Shows that do have stand-alone episodes run a different risk. They can lack emotional engagement and becoming repetitive. That engagement has to come from the recurring characters, because that is the only constant.
The Mandalorian features stand-alone episodes, which is fine, but can the recurring characters carry the show?
Let’s start with the Mandalorian himself. Earlier, I wrote he is a bounty hunter with a bucket on his head. There is a little more to him, of course. In flashbacks we see he was in an imperial attack and his parents hid him in a shack. You can guess the revelation coming in the last episode, which explains why he became a Mandalorian.
At this point, you might be wondering what a Mandalorian is. Well, sorry, the story doesn’t really answer that question. Mandalorians are people who hide themselves and wear helmets all the time. ‘It is the way’. Apparently. And that’s where the show fails at every turn. People act a certain way, but their motivation remains unclear.
It takes a whole season to explain why the main character is a Mandalorian, but it remains a mystery why he’s a bounty hunter, why he saves Baby Yoda, or why he hates droids. Contrast that to the Witcher, which uses the episodic stories to explain motivations of characters. That show plays with chronology to show us the sometimes inexplicable actions of characters, but then shows us exactly why those actions were taken.
The Mandalorian fails in this. And it’s not just the main character. The character Kuiil has a code of honor, but we learn very little about why. Cara Dune is an ex-rebel who’s on the run, but we learn little of why she is a rebel, or what she’s running from, and what that even means.
I couldn’t care about any of the characters, because I don’t who they are. It is a mystery to me why an episode introducing Kuiil doesn’t actually tie into his motivations, or why Cara Dune was introduced in an episode about some backwards village with zero connection to her or the Mandalorian.
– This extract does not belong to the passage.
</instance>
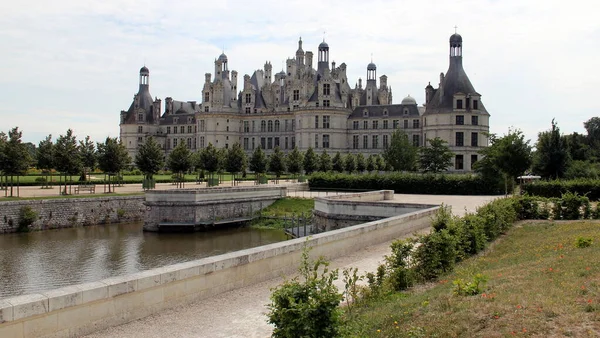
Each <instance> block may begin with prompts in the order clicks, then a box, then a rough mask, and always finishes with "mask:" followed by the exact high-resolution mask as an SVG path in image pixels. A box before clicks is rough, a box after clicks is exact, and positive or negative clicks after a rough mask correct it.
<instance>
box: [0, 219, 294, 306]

It’s like the writers deliberately chose to make the characters shallow.
Assholes and idiots
The next problem stems from the plots of the individual episodes. The characters act roughly like my D&D party. They do things that are pretty stupid, and keep sprouting lines of bravado while they act like morons.
I tried to suspend my disbelief, but these characters are so f*cking stupid. Why would you expect to defend a village from attack by laying a trap on one specific side? And why does this work when because the bad guys indeed forget the option to flank? Has any real battle in history by an outnumbered force been won by the attackers leaving cover and fighting the superior force out in the open?
Then there’s the rudeness. I suppose the Mandalorian is supposed to be ‘hard’, like the Witcher. Gravelly voice, nerves of steel, stuff like that. Of course, the Witcher is actually very polite, while everybody is rude to him, and he manages to survive hairy situations against all odds. The Mandalorian does exactly the opposite. He’s rude to everybody even though they’re pretty polite to him. He’s an a-hole, and the only reason he wins is because his enemies are even more stupid than he is and their aim with guns is that of a blind bat.
So, is anything good about the show? Yes, the special effects are great. It all looks awesome. That, and the show has a real Star-Wars-y feel to it. That actually masks some of the problems. With bad special effects it would have been a bad eighties action-movie rip-off. Now it’s a good-looking eighties action-movie rip-off.
The Mandalorian looks great, and it’s very Star Wars. It’s also terribly written and I couldn’t care less about any of the characters.